Chapter 2 — My oldest brother had a very polite and respectful neighborhood friend named Martin, whom both of my parents liked.
Chapter 3 — My older siblings had a nickname with two identical consecutive letters (e.g. “C-H-E-L-L-Y”).
Chapter 4 — My older brothers had given names that ended in “-O-N.”
Chapter 5 — Martin became “M-A-R-R-T-O-N.”
Except that’s not the end.
Epilogue — My parents agreed on a name for a boy. They did not, however, agree on a name for a girl. My Mom had another favorite movie she hadn’t seen in forever, The Gift of Love, starring Robert Stack and Lauren Bacall. In the film, the character of an orphan, in particular, stood out in her memory: a girl named Mehitabel, aka “Hitty.” I didn’t know my dad as a praying man, but according to family lore, when my mom went into labor, my dad prayed all the way to the hospital and through my delivery that I would be a boy.
I guess, a little perspective is a helpful thing. In fact, by way of owning my story, and finding a more or less useful outlet for my resentment toward those who do orthographic violence to my name (especially those who have unusual spellings themselves), here are my Top 10 “favorite” name-related anecdotes:
10. An elementary school classmate of mine, who likely is now a music critic, turned my name into a music group called “Martley Crew.” I wasn’t allowed to listen to “devil music” back then, so I didn’t get the joke until later.
9. I spent a summer in Hungary after my sophomore year of college, and, to my surprise, I learned that Hungarians spell “Martin” as “M-A-R-T-O-N.”
8. My new friend Lauren, a pastor in Denver, said my name makes it sound like I’m the protagonist of a spy movie.

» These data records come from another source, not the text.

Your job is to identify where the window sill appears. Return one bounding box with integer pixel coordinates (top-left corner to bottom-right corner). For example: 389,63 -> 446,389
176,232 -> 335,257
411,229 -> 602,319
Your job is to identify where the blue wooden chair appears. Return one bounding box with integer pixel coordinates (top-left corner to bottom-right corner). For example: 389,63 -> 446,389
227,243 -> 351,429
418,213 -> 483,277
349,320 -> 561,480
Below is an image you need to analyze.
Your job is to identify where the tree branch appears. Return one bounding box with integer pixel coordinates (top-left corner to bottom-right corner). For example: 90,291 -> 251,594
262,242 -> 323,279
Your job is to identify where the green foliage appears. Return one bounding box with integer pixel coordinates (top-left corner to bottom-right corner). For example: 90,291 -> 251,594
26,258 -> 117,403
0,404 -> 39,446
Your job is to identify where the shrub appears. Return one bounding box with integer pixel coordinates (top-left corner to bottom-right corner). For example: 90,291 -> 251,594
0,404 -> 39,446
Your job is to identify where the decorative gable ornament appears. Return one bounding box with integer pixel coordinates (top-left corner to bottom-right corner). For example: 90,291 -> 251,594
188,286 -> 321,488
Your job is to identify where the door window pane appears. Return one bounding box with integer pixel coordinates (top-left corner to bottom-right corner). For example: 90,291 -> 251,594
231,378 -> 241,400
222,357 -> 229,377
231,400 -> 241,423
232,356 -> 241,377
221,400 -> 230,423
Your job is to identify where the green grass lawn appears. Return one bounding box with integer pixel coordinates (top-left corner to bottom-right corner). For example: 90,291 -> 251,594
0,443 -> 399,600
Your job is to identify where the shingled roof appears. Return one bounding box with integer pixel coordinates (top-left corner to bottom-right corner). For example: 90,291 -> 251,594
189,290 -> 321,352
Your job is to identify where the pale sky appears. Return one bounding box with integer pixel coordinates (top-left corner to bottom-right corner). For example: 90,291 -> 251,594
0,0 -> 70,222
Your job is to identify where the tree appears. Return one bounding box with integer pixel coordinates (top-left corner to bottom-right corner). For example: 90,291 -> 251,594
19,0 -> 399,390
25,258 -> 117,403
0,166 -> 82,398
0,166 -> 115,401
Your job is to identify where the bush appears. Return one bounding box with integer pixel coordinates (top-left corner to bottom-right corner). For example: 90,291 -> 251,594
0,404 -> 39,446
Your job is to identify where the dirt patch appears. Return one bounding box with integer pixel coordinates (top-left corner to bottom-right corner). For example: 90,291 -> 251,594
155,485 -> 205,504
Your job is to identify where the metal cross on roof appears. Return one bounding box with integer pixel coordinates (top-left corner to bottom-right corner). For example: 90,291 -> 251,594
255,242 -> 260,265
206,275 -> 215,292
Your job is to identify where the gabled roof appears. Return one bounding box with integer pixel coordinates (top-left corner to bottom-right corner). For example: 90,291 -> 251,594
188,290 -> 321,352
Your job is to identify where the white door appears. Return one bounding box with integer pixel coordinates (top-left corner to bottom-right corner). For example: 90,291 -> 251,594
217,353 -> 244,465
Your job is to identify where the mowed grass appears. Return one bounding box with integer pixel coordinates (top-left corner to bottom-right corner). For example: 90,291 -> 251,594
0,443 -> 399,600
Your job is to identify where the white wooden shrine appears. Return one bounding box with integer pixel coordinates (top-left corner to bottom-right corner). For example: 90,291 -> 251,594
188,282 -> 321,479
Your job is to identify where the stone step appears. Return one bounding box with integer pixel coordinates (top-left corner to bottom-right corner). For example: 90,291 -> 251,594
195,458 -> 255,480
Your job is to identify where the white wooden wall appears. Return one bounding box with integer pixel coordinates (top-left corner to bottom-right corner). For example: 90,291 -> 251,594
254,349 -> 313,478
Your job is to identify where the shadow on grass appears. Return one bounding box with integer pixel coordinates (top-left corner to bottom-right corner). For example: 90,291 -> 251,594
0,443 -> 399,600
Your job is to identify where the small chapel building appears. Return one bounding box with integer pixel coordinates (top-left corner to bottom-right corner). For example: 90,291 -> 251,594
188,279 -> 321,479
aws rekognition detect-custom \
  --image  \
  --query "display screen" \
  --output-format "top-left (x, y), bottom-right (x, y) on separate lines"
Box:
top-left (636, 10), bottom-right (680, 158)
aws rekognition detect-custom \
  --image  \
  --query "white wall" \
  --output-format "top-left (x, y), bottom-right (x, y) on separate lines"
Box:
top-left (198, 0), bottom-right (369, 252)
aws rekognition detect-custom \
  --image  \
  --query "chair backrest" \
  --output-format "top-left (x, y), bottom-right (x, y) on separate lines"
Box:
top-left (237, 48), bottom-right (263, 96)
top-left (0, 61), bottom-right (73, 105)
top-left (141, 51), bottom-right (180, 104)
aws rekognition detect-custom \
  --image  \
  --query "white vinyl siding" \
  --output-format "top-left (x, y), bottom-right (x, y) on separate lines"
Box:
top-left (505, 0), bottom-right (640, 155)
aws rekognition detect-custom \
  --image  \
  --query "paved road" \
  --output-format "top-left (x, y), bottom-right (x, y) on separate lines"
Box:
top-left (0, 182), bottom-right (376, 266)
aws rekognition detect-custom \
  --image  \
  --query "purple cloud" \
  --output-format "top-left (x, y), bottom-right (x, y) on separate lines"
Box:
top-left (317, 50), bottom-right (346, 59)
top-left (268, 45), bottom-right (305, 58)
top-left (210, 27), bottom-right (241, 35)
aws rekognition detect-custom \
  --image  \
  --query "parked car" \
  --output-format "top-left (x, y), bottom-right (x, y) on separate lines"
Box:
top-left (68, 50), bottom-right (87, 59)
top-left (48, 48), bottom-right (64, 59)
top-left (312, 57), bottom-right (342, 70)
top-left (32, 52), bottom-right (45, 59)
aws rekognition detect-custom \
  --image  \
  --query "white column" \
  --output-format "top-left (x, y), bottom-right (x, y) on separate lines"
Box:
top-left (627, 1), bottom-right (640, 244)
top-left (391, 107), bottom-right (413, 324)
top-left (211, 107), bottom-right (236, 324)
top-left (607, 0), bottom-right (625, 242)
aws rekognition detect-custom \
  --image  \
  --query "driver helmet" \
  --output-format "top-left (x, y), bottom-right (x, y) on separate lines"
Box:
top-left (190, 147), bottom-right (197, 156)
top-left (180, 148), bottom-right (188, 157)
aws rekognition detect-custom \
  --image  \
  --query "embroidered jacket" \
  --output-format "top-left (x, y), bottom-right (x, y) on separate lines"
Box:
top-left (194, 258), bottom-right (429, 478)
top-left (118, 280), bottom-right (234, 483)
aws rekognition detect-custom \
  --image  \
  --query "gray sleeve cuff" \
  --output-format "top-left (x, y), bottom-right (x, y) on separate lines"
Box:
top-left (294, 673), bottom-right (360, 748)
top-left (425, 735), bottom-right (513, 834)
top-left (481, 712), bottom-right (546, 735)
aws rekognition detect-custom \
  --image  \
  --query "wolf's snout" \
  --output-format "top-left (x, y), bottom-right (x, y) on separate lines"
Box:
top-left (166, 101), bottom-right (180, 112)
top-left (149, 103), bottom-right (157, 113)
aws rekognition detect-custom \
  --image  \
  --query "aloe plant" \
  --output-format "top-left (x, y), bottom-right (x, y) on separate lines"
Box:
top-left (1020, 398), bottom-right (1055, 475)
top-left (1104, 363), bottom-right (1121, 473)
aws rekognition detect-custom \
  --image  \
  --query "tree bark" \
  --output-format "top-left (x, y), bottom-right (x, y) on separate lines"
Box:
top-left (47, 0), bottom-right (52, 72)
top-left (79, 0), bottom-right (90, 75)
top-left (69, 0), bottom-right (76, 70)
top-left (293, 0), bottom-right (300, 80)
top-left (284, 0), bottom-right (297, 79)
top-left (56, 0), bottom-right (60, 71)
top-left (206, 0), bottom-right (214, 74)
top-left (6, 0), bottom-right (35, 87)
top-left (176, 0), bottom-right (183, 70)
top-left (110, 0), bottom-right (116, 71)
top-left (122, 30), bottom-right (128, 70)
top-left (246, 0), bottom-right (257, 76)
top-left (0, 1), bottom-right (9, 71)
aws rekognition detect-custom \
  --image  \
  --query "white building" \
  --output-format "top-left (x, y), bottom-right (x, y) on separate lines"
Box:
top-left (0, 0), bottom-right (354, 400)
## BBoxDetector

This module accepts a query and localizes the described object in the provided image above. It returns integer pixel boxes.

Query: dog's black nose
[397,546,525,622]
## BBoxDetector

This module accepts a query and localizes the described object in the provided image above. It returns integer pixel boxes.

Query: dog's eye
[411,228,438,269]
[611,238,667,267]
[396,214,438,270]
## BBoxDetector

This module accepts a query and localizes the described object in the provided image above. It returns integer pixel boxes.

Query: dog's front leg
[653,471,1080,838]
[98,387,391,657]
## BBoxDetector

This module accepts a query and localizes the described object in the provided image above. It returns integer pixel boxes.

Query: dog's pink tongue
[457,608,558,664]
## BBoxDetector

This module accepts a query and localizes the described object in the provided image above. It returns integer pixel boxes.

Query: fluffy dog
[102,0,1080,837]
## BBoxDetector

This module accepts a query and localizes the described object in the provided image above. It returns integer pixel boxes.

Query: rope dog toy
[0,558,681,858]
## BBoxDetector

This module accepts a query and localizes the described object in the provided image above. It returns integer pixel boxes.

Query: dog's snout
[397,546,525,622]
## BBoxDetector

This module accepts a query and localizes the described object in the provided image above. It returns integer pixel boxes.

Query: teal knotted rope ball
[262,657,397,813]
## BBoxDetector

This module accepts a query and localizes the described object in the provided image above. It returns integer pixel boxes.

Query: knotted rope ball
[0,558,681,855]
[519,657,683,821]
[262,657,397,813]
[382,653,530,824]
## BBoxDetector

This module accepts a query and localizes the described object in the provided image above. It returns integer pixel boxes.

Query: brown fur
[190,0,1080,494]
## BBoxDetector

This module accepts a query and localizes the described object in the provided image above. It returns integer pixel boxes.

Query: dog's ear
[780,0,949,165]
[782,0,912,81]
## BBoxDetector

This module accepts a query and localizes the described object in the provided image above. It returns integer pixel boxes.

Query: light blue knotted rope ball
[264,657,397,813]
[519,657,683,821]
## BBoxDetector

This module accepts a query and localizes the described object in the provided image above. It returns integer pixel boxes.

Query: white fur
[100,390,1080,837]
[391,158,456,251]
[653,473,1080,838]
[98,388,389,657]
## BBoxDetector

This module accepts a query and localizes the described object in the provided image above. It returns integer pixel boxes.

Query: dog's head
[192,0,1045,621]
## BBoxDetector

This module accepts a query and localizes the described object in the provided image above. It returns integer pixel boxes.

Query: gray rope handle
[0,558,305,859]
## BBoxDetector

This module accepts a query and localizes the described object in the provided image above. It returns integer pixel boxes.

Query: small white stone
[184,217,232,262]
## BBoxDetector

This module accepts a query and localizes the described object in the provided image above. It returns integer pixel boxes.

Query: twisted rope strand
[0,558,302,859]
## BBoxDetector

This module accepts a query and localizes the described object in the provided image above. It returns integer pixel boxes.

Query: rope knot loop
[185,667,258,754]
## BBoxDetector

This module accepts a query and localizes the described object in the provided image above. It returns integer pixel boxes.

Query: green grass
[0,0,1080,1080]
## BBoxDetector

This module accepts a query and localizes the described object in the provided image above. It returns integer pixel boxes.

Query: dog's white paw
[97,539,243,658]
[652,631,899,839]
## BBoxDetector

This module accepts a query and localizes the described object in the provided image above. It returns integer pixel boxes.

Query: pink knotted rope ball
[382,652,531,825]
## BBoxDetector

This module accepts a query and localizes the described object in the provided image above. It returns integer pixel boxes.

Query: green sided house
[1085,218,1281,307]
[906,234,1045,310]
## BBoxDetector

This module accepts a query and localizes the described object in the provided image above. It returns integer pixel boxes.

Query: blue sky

7. To their credit, some people remember that my name has two identical consecutive letters, but they choose the wrong letter to duplicate. There’s the Dutch way (“M-A-A-R-T-I-N”/”M-A-A-R-T-O-N”),
6. The homage-to-explosives way (“M-A-R-T-T-I-N”/”M-A-R-T-T-O-N”),
5. The cartoon way (“M-A-R-T-O-O-N”), and,
4. The I’m-not-sure-how-the-hell-to-spell-this-but-I’ll-just-tack-on-an-extra-letter-at-the-end way (“M-A-R-T-I-N-N”/”M-A-R-T-O-N-N”), and,
3. The-oh-so-close-but-oh-so-far-California-surfer-jungle way (“M-A-R-R-T-A-N”).
2. I’ve also had a number of exotic non-duplicated-letter spellings:
I’m a serial killer? (“M-A-N-T-O-N”),
I’m a contemplative monk and activist (“M-E-R-T-O-N”),
I don’t like finger holes/I’m from Michigan (“M-I-T-T-E-N”)
1. My all-time favorite places me in the four-legged animal kingdom (M-A-R-T-E-N). I am a weasel-y sort of person, sometimes, so yeah. Thanks, Mom!